From: Qu Wenruo <quwenruo.btrfs@gmx.com>
To: Qu Wenruo <wqu@suse.com>, linux-btrfs@vger.kernel.org
Subject: Re: [PATCH RFC 2/2] btrfs: Introduce free dev extent hint to speed up chunk allocation
Date: Thu, 31 Jan 2019 10:38:03 +0800 [thread overview]
Message-ID: <8a785ed2-80ef-e30b-5a63-6556f744eaf6@gmx.com> (raw)

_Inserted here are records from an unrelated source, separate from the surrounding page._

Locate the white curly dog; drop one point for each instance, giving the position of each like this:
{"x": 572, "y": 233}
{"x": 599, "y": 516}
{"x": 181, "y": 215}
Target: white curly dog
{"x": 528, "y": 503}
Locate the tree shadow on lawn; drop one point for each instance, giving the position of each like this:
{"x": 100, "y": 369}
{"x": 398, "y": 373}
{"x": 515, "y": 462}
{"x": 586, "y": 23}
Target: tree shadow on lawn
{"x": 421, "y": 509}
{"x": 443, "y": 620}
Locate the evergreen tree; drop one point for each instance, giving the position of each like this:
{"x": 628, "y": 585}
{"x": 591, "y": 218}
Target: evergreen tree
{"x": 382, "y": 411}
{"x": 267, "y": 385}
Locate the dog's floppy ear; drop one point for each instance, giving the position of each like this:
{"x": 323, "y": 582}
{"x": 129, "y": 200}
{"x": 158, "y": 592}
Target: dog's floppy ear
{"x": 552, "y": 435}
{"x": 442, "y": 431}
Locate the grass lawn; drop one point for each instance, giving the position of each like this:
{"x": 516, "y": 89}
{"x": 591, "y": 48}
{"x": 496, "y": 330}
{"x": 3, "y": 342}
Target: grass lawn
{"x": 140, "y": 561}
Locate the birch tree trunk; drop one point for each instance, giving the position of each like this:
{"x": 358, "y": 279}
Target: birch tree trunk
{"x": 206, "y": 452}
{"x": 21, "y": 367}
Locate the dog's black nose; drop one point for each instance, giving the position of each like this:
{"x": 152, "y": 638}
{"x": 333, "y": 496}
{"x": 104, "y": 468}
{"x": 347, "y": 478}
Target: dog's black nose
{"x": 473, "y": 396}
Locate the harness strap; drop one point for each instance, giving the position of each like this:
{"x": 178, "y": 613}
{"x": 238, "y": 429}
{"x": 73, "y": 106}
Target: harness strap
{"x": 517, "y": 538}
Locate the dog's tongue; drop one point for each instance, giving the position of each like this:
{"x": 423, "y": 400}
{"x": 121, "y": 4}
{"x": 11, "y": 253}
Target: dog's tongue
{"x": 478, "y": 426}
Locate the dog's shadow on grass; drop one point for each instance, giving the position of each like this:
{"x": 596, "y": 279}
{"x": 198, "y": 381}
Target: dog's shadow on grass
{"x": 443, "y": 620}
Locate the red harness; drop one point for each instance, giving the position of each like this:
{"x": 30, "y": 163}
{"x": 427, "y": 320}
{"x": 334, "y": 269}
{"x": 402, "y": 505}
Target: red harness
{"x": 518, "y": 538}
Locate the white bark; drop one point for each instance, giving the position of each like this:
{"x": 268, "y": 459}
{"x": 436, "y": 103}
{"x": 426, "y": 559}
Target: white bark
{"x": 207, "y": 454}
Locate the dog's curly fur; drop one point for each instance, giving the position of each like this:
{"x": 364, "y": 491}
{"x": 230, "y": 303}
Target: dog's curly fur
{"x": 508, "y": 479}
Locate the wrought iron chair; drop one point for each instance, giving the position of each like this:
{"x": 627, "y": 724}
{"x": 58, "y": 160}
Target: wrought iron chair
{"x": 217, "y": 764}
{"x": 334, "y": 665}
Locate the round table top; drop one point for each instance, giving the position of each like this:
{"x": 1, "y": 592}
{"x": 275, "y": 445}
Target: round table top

In-Reply-To: <20190130074000.16638-3-wqu@suse.com>
[-- Attachment #1.1: Type: text/plain, Size: 7102 bytes --]
> [ENHANCEMENT]
> This patch will introduce btrfs_device::hint_free_dev_extent member to
> give some hint for chunk allocator to find free dev extents.
>
> The hint itself is pretty simple, only tells where the first free slot
> could possibly be.
>
> It is not 100% correct, unlike free space cache, but since
> find_free_dev_extent_start() is already robust enough to handle
> search_hint, so there is not need to introduce a complex and fancy free
> dev extent cache.
>
> With this patch, allocating 4G on a 4T filled fs will be way more
> faster:
>
> v5.0-rc1 | patched | function
> ---------------------------------------------------------------------
> 7) | 7) | __btrfs_alloc_chunk [btrfs]() {
> 7) ! 152.496 us | 7) 7.885 us | find_free_dev_extent_start [btrfs]();
> 7) ! 185.488 us | 7) + 36.649 us | }
> 7) | 7) | __btrfs_alloc_chunk [btrfs]() {
> 7) ! 132.889 us | 7) 2.454 us | find_free_dev_extent_start [btrfs]();
> 7) ! 152.115 us | 7) + 24.145 us | }
> 7) | 7) | __btrfs_alloc_chunk [btrfs]() {
> 7) ! 127.689 us | 7) 2.245 us | find_free_dev_extent_start [btrfs]();
> 7) ! 146.595 us | 7) + 19.376 us | }
> 7) | 7) | __btrfs_alloc_chunk [btrfs]() {
> 7) ! 126.657 us | 7) 2.174 us | find_free_dev_extent_start [btrfs]();
> 7) ! 144.521 us | 7) + 16.321 us | }
For anyone who is interesting in unrealistic workload, without this
patch, fallocating a 1PiB file TiB by TiB will take 5+ hours!!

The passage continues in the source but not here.